O jovem acredita que os estudantes também estão preparados para a retomada seguindo todos os protocolos. “As escolas estão oferecendo, cabe a cada um respeitar. Da minha parte, eu vou respeitar. Sei que muitos alunos também vão. A questão de utilizar a máscara e trazer o próprio lanche de casa, evitar contatos físicos e manter o distanciamento social. Estou muito esperançoso, vai dar certo, a galera vai respeitar.”
Preocupações com a retomada
Apesar do apoio de boa parte dos alunos e pais, o retorno às aulas é questionado por alguns professores. “Enquanto os professores não forem imunizados, eu não sou favorável ao retorno presencial. Vejo um risco grande, porque os adolescentes não vão obedecer à risca as medidas. É difícil manter esse isolamento e essa responsabilidade do uso de máscara, do distanciamento social. É complicado para o professor. Eu tive a experiência da aula presencial às vésperas do Enem, foi muito difícil, porque eles faziam coisas que não deveriam fazer”, comenta Vera Duarte, 68, que lecionou durante 45 anos, mas foi desligada das atividades antes do início do ano letivo de 2021 devido aos riscos da pandemia.

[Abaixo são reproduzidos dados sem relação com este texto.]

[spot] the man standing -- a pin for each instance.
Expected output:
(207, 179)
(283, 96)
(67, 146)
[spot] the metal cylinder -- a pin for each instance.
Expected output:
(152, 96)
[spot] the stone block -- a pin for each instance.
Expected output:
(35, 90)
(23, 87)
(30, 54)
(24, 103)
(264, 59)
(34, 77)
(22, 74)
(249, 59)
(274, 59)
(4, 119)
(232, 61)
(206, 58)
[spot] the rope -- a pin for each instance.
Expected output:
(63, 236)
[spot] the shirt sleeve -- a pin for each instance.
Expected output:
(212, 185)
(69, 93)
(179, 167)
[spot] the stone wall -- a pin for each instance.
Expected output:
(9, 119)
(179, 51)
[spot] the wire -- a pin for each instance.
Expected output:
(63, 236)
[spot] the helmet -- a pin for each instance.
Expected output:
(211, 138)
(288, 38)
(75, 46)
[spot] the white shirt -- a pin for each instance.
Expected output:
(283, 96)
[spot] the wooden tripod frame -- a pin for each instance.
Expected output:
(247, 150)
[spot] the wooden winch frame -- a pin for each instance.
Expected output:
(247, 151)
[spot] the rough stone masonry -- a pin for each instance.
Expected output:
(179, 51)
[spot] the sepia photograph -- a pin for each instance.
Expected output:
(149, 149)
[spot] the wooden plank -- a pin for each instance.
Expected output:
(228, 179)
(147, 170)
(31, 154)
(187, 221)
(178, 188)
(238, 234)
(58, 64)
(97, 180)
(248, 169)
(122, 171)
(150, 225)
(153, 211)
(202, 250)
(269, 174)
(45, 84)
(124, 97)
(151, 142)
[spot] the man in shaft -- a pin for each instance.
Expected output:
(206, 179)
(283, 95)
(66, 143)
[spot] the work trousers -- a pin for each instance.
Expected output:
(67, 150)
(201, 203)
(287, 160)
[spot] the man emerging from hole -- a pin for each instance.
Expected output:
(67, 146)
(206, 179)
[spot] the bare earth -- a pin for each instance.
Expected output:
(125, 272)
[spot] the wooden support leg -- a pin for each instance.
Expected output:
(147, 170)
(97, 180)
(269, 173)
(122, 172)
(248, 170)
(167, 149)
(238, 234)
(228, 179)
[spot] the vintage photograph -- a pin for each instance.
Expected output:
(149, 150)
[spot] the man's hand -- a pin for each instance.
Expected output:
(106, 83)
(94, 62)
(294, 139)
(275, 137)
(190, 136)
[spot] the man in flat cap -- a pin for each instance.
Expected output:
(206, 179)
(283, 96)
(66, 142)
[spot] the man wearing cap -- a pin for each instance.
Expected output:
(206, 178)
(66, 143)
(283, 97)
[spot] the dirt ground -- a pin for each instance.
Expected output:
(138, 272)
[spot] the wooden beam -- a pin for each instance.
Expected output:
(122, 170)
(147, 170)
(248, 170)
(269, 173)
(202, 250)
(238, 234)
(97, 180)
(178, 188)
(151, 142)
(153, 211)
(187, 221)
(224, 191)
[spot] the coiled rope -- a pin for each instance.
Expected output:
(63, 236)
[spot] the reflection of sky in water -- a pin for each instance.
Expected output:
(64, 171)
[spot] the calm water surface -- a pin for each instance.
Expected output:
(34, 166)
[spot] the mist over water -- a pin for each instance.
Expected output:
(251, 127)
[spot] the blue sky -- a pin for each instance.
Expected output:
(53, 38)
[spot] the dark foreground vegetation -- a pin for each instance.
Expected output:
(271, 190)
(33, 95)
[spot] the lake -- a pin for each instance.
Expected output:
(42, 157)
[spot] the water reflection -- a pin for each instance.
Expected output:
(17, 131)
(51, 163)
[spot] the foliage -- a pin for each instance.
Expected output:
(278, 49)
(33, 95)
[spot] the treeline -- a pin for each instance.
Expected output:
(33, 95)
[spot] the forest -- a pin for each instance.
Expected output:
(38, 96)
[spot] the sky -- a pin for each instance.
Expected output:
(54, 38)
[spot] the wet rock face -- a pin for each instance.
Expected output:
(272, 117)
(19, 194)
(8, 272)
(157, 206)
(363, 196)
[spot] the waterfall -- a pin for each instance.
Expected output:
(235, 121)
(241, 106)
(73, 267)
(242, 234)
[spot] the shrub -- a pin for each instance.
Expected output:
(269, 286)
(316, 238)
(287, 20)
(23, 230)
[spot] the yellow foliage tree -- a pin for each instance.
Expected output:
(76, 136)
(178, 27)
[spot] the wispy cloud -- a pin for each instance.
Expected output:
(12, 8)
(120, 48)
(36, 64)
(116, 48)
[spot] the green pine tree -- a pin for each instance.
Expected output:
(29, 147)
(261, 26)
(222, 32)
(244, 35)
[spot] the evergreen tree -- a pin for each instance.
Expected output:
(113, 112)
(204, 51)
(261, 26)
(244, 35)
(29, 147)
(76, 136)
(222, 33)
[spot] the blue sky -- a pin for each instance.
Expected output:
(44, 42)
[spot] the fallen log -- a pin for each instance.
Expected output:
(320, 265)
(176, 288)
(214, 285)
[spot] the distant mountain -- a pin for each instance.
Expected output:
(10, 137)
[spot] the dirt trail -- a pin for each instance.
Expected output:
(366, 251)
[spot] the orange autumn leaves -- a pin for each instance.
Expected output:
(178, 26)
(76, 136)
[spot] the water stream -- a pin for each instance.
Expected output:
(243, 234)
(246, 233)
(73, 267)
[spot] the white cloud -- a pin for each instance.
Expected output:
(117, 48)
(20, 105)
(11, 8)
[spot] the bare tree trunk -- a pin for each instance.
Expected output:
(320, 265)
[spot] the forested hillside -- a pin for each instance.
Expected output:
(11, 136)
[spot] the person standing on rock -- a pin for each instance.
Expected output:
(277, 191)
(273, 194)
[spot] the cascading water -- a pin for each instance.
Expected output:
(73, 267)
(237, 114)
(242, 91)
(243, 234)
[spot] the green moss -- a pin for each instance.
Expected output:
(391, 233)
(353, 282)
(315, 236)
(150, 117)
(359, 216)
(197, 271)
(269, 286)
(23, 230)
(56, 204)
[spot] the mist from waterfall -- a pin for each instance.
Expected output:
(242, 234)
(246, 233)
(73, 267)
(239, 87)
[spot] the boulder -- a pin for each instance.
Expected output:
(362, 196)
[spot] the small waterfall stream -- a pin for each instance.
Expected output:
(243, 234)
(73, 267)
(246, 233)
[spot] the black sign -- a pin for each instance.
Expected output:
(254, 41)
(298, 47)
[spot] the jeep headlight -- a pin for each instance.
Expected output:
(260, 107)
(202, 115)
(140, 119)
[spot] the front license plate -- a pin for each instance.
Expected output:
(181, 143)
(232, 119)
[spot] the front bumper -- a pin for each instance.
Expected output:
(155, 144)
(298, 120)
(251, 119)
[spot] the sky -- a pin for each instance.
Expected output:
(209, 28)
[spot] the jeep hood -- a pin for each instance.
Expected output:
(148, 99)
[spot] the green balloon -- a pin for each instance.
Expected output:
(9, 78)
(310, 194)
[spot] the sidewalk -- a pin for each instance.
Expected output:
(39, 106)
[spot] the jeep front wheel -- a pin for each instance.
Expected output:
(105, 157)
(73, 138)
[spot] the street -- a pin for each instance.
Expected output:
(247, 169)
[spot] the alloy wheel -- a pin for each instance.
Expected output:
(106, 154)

A professora também conta que muitos educadores se submetem aos riscos por medo. “Em um grupo que tenho com amigos professores, todos são contra o retorno das aulas presenciais. Um dos meus colegas lamentou o fato de não poder fugir da necessidade de dar aulas, mesmo percebendo os alunos desobedecerem as medidas nas vésperas do último Enem. Além do medo, ficou muito revoltado por não poder fazer nada”, diz ela.
Vacinação
De acordo com a vice-presidente do Sinepe-CE, Andréa Nogueira, o sindicato preza pela vida dos profissionais de educação. Ela afirma que, desde abril, o Sinepe realizou requerimento, junto à secretaria de saúde do município, para que professores e profissionais da educação entrem no grupo prioritário de vacinação. “Valorizamos muito os profissionais da educação e, assim como acontece em relação a nossos alunos, prezamos pelo atendimento de todos os protocolos visando à garantia da saúde deles. Os profissionais da educação não trabalham em um ambiente inerentemente menos seguro do que os demais profissionais de outros setores”, relata Andréa.
Segundo a representante do Sinepe-CE, o sindicato trabalha com pesquisas que indicam que o retorno às aulas presenciais não oferece grande risco. “A pesquisa mais recente, realizada na Escócia, mostra que o risco de hospitalização entre professores é 3% menor do que nas demais profissões – com exceção dos profissionais de saúde, que têm um risco 82% maior. E vale destacar que os protocolos utilizados no Ceará são mais exigentes do que os utilizados na Escócia”.
Riscos da retomada
Uma das preocupações do Governo do Estado quanto à retomada das aulas presenciais é a eventual necessidade de voltar atrás no processo de retomada. “O pior dos mundos é a gente avançar na abertura e depois ter que fechar de novo”, afirmou Camilo Santana, em entrevista concedida no último dia 6. O governador destacou que as decisões são tomadas com base na avaliação dos indicadores epidemiológicos.
Para o professor Anizio Melo, presidente do Sindicato dos Professores e Servidores da Educação do Ceará (Apeoc), as escolas devem buscar garantir boas condições para que alunos e professores desfrutem ao máximo do ambiente virtual. Anizio acredita que a expansão do modelo presencial só deve ser tratado diante de uma vacinação em massa da população. “Há uma completa irresponsabilidade na gestão dos entes federados, que não conseguem garantir vacinas ou manter relações para garantir insumos. Isso provoca uma instabilidade geral na sociedade. Entendemos que, com essa conjuntura, com essa realidade, o retorno às aulas só pode ser pensado a partir do momento que se garanta segurança sanitária. Isso passa por acelerar a vacinação dos profissionais de educação”, destaca.